Curiosamente, o conjunto funciona. Racionalmente poderia dizer que isto ou aquilo podia ser melhor. E posso dizer que não é uma leitura para todos. Mas funciona: prende a atenção, é imersiva a experiência, compreendemos perfeitamente o que está em causa, sentimos o desconforto das personagens, percebemos que o desenlace é inevitável, vibramos com a traição, ficamos muito marcados pela morte (especialmente de uma personagem), e descoraçoados com a reação de outros a essa morte. Percebemos a homenagem aos nativos americanos, com algum distanciamento, e com uma sensação de desconforto geral.
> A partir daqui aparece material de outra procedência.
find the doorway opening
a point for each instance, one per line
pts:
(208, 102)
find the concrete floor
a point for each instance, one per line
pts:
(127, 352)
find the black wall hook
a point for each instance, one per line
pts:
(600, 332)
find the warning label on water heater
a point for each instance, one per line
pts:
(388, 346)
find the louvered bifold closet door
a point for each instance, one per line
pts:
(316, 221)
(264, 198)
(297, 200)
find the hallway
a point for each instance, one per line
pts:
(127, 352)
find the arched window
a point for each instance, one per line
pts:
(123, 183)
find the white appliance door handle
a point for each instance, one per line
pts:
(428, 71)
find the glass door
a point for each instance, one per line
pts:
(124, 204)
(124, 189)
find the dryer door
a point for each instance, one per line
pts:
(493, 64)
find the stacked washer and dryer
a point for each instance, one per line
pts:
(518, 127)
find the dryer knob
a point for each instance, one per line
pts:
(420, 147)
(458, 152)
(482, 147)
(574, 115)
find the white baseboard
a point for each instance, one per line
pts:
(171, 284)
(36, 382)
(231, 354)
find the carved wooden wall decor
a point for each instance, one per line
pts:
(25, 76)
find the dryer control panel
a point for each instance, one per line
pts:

Se pensarmos bem, se uma BD nos toca, o que de mais positivo podemos dizer? Acredito que alguns não gostarão, outros não aderirão, afinal o tema não é particularmente animador. Direi que vale a pena a leitura, até porque varia, o que não constitui motivo despiciendo, mas reconheço que fiquei surpreendido com a aposta de risco de uma das maiores editoras de Banda Desenhada.